Outer billiards of symplectically self-polar convex bodies

TL;DR

This paper extends the concept of invariant curves in outer billiards from 2D Radon norms to higher dimensions, introducing symplectically self-polar convex bodies as new examples with invariant hypersurfaces.

Contribution

It demonstrates that symplectically self-polar convex bodies in higher dimensions admit invariant hypersurfaces for outer billiards, unlike the classical case where only ellipsoids have caustics.

Findings

Symplectically self-polar convex bodies have invariant hypersurfaces for outer billiards.

Extension of 2D Radon norm properties to higher dimensions.
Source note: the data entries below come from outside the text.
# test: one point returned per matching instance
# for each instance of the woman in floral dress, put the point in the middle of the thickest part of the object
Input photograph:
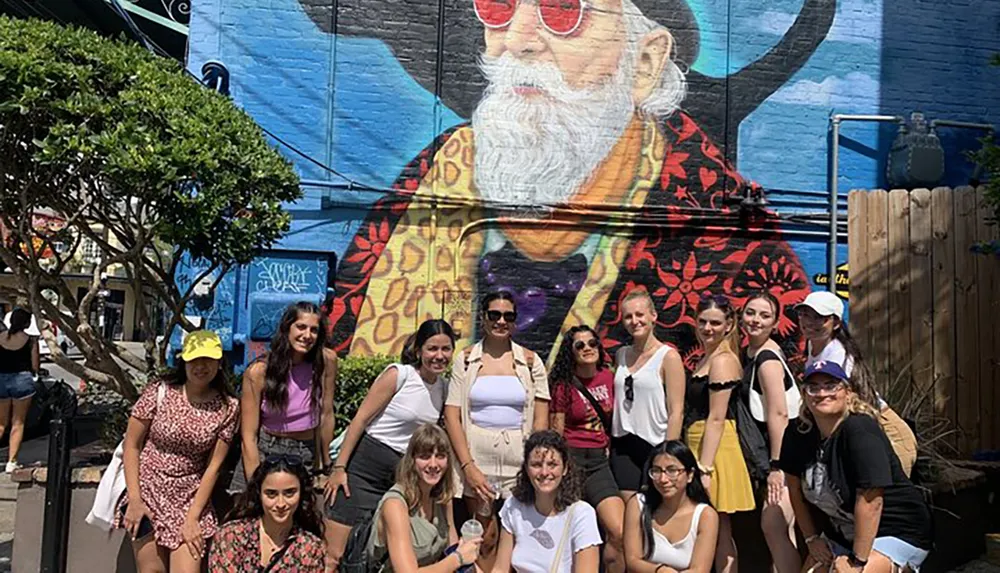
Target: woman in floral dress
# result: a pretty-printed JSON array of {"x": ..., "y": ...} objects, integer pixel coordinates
[
  {"x": 276, "y": 527},
  {"x": 175, "y": 444}
]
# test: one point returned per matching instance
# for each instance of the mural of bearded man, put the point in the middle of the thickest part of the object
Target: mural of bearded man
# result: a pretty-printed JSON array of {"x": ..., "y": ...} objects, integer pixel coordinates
[{"x": 578, "y": 178}]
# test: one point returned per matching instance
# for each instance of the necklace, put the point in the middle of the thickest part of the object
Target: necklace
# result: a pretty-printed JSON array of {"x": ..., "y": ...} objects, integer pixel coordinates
[{"x": 268, "y": 547}]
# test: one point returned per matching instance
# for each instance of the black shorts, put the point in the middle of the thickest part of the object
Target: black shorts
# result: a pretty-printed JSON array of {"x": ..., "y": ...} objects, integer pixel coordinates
[
  {"x": 628, "y": 458},
  {"x": 599, "y": 483},
  {"x": 370, "y": 473}
]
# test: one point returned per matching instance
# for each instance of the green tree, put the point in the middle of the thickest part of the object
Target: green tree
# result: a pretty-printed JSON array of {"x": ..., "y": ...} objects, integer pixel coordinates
[{"x": 137, "y": 163}]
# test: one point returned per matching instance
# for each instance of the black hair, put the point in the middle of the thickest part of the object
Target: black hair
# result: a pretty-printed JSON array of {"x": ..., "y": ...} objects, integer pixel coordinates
[
  {"x": 416, "y": 341},
  {"x": 20, "y": 320},
  {"x": 279, "y": 358},
  {"x": 565, "y": 363},
  {"x": 862, "y": 378},
  {"x": 177, "y": 376},
  {"x": 497, "y": 295},
  {"x": 770, "y": 298},
  {"x": 571, "y": 486},
  {"x": 695, "y": 491},
  {"x": 306, "y": 515}
]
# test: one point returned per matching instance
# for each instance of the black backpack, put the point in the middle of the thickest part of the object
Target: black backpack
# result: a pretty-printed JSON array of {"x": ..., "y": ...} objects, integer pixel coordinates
[{"x": 355, "y": 558}]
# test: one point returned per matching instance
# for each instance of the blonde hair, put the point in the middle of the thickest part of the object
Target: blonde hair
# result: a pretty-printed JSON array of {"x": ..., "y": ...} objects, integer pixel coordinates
[
  {"x": 428, "y": 439},
  {"x": 855, "y": 405},
  {"x": 636, "y": 294}
]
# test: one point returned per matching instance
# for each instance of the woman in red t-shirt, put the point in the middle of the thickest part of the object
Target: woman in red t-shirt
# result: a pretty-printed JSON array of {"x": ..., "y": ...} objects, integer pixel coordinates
[{"x": 581, "y": 368}]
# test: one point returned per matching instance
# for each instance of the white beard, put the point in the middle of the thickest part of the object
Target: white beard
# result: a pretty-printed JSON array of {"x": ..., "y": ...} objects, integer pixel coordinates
[{"x": 540, "y": 150}]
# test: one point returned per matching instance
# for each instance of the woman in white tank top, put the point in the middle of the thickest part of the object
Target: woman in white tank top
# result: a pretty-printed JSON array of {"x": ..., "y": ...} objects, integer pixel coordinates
[
  {"x": 672, "y": 525},
  {"x": 649, "y": 393}
]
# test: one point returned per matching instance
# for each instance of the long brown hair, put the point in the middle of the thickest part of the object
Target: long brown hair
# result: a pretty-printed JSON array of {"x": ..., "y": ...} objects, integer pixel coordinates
[
  {"x": 721, "y": 302},
  {"x": 428, "y": 439}
]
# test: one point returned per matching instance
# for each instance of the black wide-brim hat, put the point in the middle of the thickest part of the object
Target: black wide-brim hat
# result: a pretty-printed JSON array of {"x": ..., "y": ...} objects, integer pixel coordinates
[
  {"x": 444, "y": 58},
  {"x": 410, "y": 29}
]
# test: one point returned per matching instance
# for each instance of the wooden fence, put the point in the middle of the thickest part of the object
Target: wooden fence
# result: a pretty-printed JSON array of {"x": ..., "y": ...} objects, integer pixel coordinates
[{"x": 925, "y": 307}]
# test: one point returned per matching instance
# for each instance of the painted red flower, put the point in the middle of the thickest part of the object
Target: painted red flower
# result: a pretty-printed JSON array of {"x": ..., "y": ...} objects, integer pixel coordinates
[
  {"x": 370, "y": 248},
  {"x": 684, "y": 286},
  {"x": 770, "y": 267}
]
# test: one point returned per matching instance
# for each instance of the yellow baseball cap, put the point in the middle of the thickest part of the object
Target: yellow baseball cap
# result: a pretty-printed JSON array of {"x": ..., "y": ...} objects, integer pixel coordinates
[{"x": 202, "y": 344}]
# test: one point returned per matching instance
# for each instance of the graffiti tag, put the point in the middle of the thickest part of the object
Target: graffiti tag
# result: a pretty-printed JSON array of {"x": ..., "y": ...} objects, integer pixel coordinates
[{"x": 282, "y": 277}]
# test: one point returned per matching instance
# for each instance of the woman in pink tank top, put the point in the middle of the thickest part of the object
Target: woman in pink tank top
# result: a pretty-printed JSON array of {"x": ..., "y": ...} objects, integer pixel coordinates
[{"x": 287, "y": 401}]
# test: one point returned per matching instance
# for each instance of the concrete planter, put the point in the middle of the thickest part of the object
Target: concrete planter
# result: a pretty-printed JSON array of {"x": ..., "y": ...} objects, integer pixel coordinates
[{"x": 90, "y": 549}]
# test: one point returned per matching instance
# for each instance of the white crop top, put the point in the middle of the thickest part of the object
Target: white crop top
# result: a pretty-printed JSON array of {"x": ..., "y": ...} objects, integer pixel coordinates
[
  {"x": 646, "y": 415},
  {"x": 497, "y": 402},
  {"x": 675, "y": 555},
  {"x": 415, "y": 403}
]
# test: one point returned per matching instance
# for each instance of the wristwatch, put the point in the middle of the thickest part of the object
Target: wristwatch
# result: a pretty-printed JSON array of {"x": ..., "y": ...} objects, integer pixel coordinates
[{"x": 856, "y": 561}]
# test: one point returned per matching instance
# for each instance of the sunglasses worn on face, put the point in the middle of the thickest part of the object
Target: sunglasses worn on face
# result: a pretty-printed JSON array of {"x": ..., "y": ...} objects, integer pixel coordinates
[
  {"x": 672, "y": 472},
  {"x": 559, "y": 17},
  {"x": 822, "y": 388},
  {"x": 496, "y": 315}
]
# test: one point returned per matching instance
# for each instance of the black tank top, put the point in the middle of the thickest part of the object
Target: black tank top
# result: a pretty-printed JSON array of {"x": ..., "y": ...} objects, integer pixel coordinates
[{"x": 13, "y": 361}]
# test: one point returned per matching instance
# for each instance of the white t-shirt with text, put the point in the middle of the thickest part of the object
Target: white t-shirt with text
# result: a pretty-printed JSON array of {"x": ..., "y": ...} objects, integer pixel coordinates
[{"x": 536, "y": 537}]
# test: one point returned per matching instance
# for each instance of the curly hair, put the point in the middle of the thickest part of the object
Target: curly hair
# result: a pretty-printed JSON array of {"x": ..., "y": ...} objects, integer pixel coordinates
[
  {"x": 856, "y": 404},
  {"x": 429, "y": 439},
  {"x": 306, "y": 515},
  {"x": 278, "y": 360},
  {"x": 565, "y": 362},
  {"x": 570, "y": 488}
]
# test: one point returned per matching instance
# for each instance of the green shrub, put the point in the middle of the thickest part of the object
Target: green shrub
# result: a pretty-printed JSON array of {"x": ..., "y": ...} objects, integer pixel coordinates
[{"x": 354, "y": 377}]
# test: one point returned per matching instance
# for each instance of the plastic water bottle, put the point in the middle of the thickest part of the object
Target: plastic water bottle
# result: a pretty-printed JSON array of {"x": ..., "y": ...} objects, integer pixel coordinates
[{"x": 472, "y": 529}]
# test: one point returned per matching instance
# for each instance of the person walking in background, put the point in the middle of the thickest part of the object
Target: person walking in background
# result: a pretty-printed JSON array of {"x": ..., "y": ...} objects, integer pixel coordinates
[
  {"x": 546, "y": 528},
  {"x": 711, "y": 431},
  {"x": 175, "y": 444},
  {"x": 774, "y": 399},
  {"x": 821, "y": 318},
  {"x": 276, "y": 526},
  {"x": 838, "y": 461},
  {"x": 671, "y": 526},
  {"x": 19, "y": 364},
  {"x": 498, "y": 395},
  {"x": 582, "y": 389},
  {"x": 405, "y": 396},
  {"x": 649, "y": 393},
  {"x": 414, "y": 523}
]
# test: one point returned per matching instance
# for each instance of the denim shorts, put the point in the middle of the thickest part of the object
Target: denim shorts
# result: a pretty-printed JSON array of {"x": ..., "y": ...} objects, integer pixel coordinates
[
  {"x": 17, "y": 385},
  {"x": 268, "y": 444}
]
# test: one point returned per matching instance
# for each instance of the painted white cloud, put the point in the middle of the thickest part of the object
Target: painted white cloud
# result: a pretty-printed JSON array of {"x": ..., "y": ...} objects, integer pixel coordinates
[{"x": 855, "y": 92}]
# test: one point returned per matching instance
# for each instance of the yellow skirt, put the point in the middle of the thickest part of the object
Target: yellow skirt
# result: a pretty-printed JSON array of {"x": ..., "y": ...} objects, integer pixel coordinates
[{"x": 730, "y": 488}]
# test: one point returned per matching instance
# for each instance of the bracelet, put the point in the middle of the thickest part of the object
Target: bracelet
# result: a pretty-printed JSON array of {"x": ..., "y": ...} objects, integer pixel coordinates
[{"x": 856, "y": 561}]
First non-trivial examples of invariant hypersurfaces in higher-dimensional outer billiards.

Abstract

It is known that $C^1$-smooth strictly convex Radon norms in $\mathbb{R}^2$ can be characterized by the property that the outer billiard map, which corresponds to the unit ball of the norm, has an invariant curve consisting of 4-periodic orbits. In higher dimensions, Radon norms are necessarily Euclidean. However, we show in this paper that the property of existence of an invariant curve of 4-periodic orbits allows a higher-dimensional extension to the class of symplectically self-polar convex bodies. Moreover, this class of convex bodies provides the first non-trivial examples of invariant hypersurfaces for outer billiard map. This is in contrast with conventional Birkhoff billiards in higher dimensions, where it was proved by Berger and Gruber that only ellipsoids have caustics. It is not known, however, if non-trivial invariant hypersurfaces can exist for higher-dimensional Birkhoff billiards.